Tuesday 26 November 2019

Alrightreads: 2019 Books

Checking out some recent releases, like a normal person might do.


Benjamin Dreyer, Dreyer's English: An Utterly Correct Guide to Clarity and Style

2019 / Ebook / 291 pages / USA

***

Reading about how to read and write right makes me feel productive. A veteran proofreader offers handy tips for those writing or proofing in American English, others can work it out. I got quite a few notes out of it. [AU: Are all the Trump digressions really necessary though?]


David Wallace-Wells, The Uninhabitable Earth: Life After Warming

2019 / Audiobook / 310 pages / USA

***

Whether he's being selective or not, these relentless statistics are heavy. I hope some of the other civilisations out there fare better, we're done for.

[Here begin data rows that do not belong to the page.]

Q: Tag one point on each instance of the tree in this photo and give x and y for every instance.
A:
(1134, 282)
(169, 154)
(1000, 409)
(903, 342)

Stewart Lee, March of the Lemmings: Brexit in Print and Performance 2016–2019

2016-19 (collected 2019) / Ebook / 400 pages / UK

***

As much as I'll always venerate Lee, I've never followed his journalism with much enthusiasm. I enjoy his antagonistically weird style, but preferred the previous, more varied assortment over this one's dogged theme. Padding it out with a stand-up transcript creates the problem that an intervening show has been skipped over in the chronicles now. When are you going to annotate Carpet Remnant World, mate?


Margaret Atwood, The Testaments

2019 / Audiobook / 432 pages / Canada

***

Sequels are rarely necessary, but if you found the first book excessively grim and hopeless, Children of The Handmaid's Tale will provide some much-needed, hard-earned relief. Eventually.


Philip Pullman, The Secret Commonwealth

2019 / Audiobook/ebook / 656 pages / UK

****

I re-read Pullman's classic trilogy in-between the prequel and this sequel, so got more out of the continuing story of the almost-grown-up Lyra and Pantalaimon, respectively, than I did its scene-setting predecessor. It's similarly slow and ponderous, and the unambiguously magical setting feels considerably more humdrum and non-escapist than it did in Lyra's dimension-hopping youth. This is, of course, Pullman's heavy-handed point, and although it makes for a much duller and disposable trilogy, I'm still on board and the finale's likely going to be my most eagerly-awaited book of the next few years, credulous fanboy that I am.